Loading docks are a hazardous part of the workplace and are a common area for worker injuries. Your loading dock is central to your business and the hub of a lot of daily activity, from employees loading and unloading company trucks to vendors dropping off supplies.
Specific hazards vary from workplace to workplace. Other issues that might need consideration are space, storage of materials, ergonomic issues (risks for musculoskeletal injuries), tools, temperature, shift work, and so on.
Hazards for loading docks include making heavy or repeated lifts, working with dock, levelers and dock plates, as well as working near trailers that may tip over or separate from the dock. Other possible hazards include: strapping, poor maintenance of rubber wheels, improper shrink wrapping and assembly of loads, congested docks, poor weather conditions, chemical exposure or leaking chemicals
- Keep dock approaches free from potholes and deteriorating pavement.
- Keep dock bumpers in good condition.
- Maintain trailer-restraint systems to manufacturer specifications, and ensure that accompanying lighting functions properly.
- Use trailer-wheel chocks to block trailers and prevent movement during loading and unloading operations. Provide two trailer-wheel chocks for each trailer, and chain the chocks to the building.
- Use warning signs or warning lights to indicate moving vehicles.
- Warn dockworkers to never walk or stand behind a backing trailer.
- Keep dock levelers and dock plates in good working condition.
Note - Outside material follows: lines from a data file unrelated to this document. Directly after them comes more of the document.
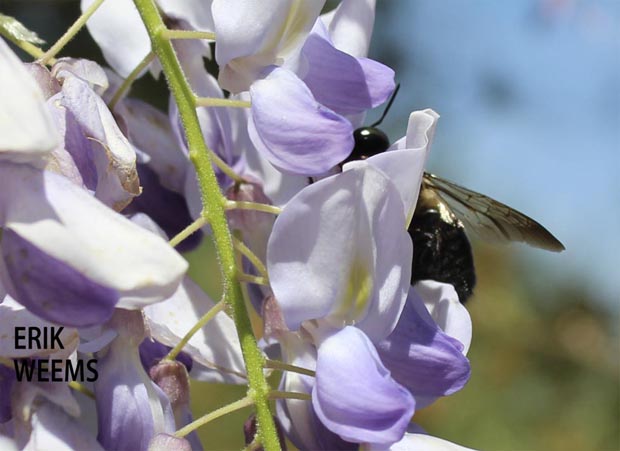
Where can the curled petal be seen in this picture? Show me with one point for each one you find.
(26, 128)
(90, 240)
(346, 84)
(369, 409)
(149, 130)
(114, 157)
(340, 251)
(14, 315)
(131, 409)
(449, 314)
(87, 70)
(292, 130)
(423, 358)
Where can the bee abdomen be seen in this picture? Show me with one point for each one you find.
(442, 252)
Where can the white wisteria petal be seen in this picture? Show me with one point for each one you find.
(350, 26)
(443, 304)
(113, 155)
(117, 28)
(67, 224)
(216, 345)
(53, 429)
(340, 251)
(406, 167)
(197, 13)
(251, 36)
(14, 315)
(149, 129)
(419, 441)
(26, 127)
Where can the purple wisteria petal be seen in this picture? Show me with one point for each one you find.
(297, 417)
(84, 239)
(13, 315)
(423, 358)
(48, 84)
(292, 130)
(215, 346)
(350, 26)
(114, 157)
(131, 409)
(119, 21)
(149, 130)
(339, 250)
(279, 186)
(26, 127)
(74, 158)
(53, 429)
(442, 302)
(406, 167)
(341, 82)
(369, 409)
(52, 289)
(269, 36)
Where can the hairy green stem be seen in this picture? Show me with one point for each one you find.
(232, 407)
(189, 34)
(216, 101)
(189, 230)
(217, 308)
(127, 82)
(213, 206)
(70, 33)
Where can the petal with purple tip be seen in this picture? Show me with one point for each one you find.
(346, 84)
(339, 250)
(369, 409)
(94, 244)
(294, 131)
(423, 358)
(26, 127)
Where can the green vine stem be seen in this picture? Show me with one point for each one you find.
(213, 205)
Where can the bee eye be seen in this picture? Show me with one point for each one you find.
(369, 141)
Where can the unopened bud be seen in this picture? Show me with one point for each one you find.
(250, 429)
(171, 376)
(165, 442)
(273, 320)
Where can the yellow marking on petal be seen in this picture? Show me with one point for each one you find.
(357, 293)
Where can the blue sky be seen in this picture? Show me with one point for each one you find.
(529, 93)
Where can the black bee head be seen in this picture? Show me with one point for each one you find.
(369, 141)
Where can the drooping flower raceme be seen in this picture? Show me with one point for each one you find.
(95, 182)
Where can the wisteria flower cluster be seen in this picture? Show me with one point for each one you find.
(101, 192)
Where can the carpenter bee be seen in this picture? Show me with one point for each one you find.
(441, 249)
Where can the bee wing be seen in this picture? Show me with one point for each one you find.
(489, 219)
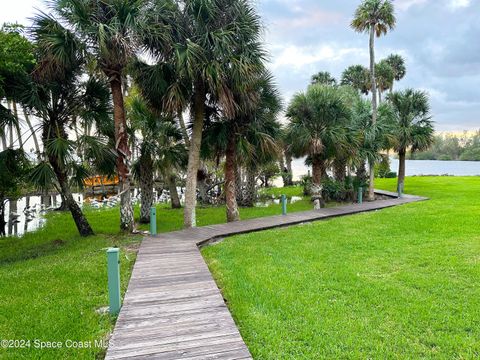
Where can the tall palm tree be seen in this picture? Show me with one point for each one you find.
(397, 62)
(316, 126)
(375, 17)
(217, 52)
(385, 75)
(358, 77)
(112, 32)
(324, 78)
(57, 95)
(414, 125)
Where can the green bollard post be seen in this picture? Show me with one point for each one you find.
(113, 269)
(153, 220)
(284, 204)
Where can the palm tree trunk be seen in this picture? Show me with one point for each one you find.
(318, 168)
(3, 135)
(17, 125)
(189, 219)
(146, 188)
(172, 187)
(283, 169)
(2, 216)
(340, 170)
(401, 170)
(317, 172)
(202, 186)
(79, 218)
(34, 134)
(361, 173)
(10, 127)
(250, 189)
(230, 188)
(371, 185)
(123, 154)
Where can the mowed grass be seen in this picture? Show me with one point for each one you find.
(52, 282)
(399, 283)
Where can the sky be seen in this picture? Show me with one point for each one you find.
(438, 38)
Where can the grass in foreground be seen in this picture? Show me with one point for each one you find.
(397, 283)
(52, 282)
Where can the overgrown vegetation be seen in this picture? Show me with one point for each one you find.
(465, 147)
(385, 284)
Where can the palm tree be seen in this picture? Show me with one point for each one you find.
(217, 52)
(398, 65)
(385, 75)
(414, 127)
(375, 17)
(160, 147)
(316, 126)
(324, 78)
(111, 32)
(358, 77)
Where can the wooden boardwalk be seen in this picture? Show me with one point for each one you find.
(174, 310)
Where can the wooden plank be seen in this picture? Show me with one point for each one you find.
(173, 308)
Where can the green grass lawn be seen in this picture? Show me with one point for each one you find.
(400, 283)
(52, 281)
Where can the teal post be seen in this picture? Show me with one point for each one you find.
(153, 220)
(114, 280)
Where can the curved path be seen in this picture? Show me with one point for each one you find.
(173, 308)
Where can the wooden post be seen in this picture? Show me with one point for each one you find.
(113, 263)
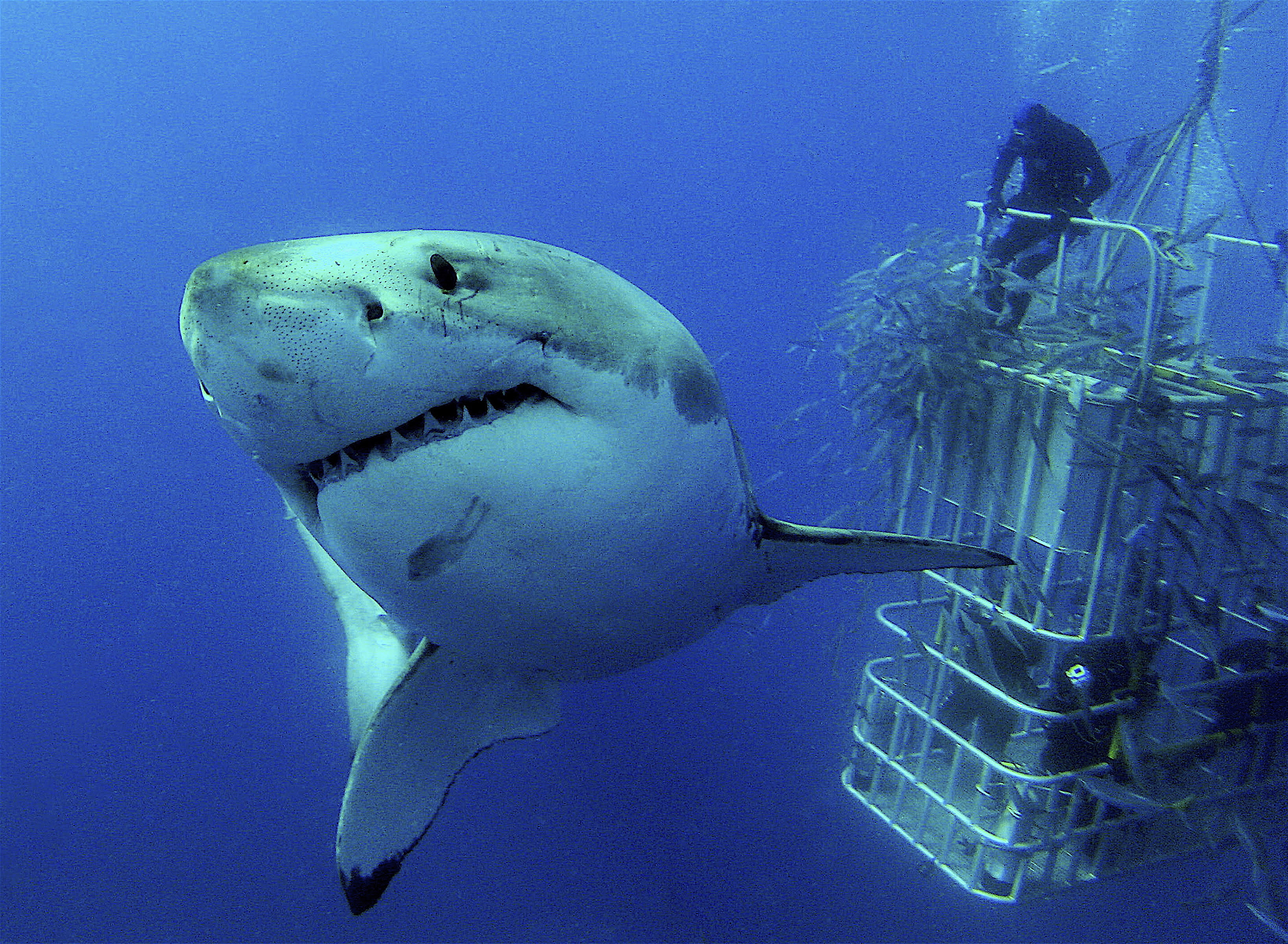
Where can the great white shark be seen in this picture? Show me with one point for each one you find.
(512, 468)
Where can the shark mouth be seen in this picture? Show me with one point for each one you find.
(445, 421)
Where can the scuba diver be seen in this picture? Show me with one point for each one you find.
(1063, 175)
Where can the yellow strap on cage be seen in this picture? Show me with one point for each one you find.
(1116, 746)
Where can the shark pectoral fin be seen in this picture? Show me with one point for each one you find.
(378, 656)
(445, 710)
(798, 554)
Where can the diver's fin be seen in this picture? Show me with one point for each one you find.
(445, 710)
(378, 656)
(798, 554)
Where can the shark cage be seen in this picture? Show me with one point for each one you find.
(1120, 697)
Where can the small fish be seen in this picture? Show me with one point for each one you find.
(1123, 797)
(1200, 230)
(1052, 70)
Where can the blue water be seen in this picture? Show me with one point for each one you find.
(174, 735)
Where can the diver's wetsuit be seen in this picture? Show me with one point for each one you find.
(1063, 174)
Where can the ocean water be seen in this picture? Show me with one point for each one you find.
(174, 742)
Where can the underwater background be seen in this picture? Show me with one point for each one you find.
(174, 741)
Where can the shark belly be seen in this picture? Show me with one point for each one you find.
(549, 540)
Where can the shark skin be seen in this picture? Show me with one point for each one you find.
(512, 468)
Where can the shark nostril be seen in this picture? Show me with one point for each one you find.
(445, 273)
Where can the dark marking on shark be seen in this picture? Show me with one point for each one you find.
(443, 273)
(441, 550)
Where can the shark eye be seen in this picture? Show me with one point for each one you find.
(443, 273)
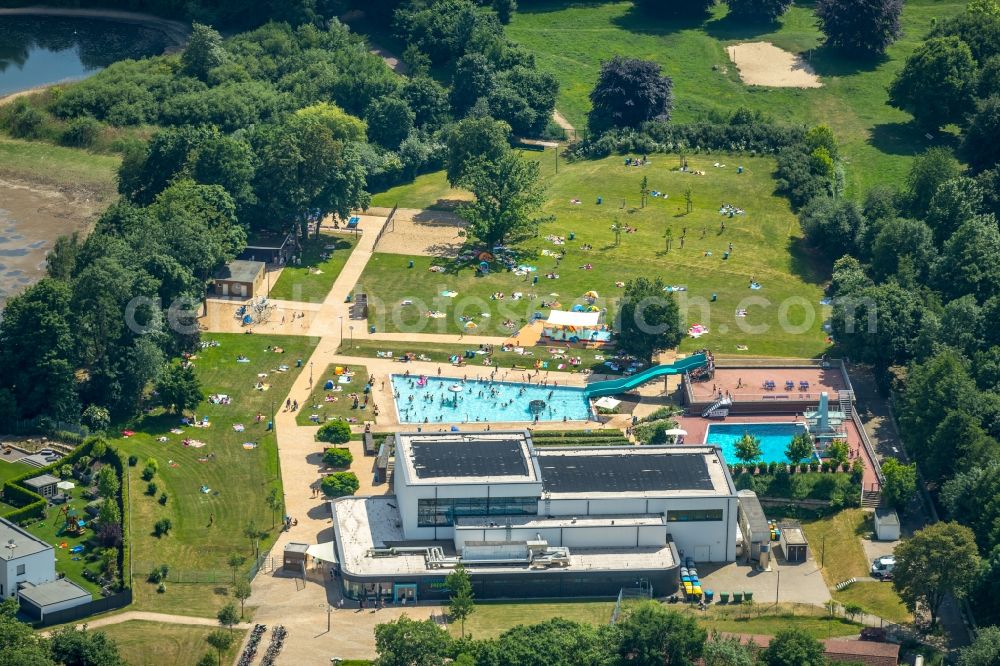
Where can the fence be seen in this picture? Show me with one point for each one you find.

Make sure their capacity is adequate based on typical load weights, lift truck speeds, ramp inclines, and use frequency.
- Require visitors to wear high-visibility clothing (such as vests) and appropriate personal protective equipment (such as eye protection).
- Prohibit the use of headphones, cellphones, radios, and other devices that cause distraction and impair the ability to hear warnings and alarms.
- Permit only authorized personnel or visitors to enter the building.
- Train, evaluate, and certify all drivers in the safe operation of industrial trucks.
- Inspect each truck before use for conditions that would make it unsafe to operate.
- See that operators follow safe procedures for picking up, putting down, and stacking loads.
- Confirm that operators drive safely. For example, they should always obey speed limits, look both ways prior to backing up, and drive slowly in congested areas or those with slippery surfaces.
- Provide truck drivers with a place away from the loading dock to wait while their trailers are being loaded or unloaded.
- Make sure truck engines are turned off during loading and unloading operations.
- Verify that a lockbox or key control system is always used to prevent unauthorized use of vehicles.
- Provide adequate trailer lighting for the tasks being performed.
- Require employees to inspect trailer floors for damage or debris before entering with lift trucks.
- Periodically check carbon monoxide levels to evaluate dockworker exposure.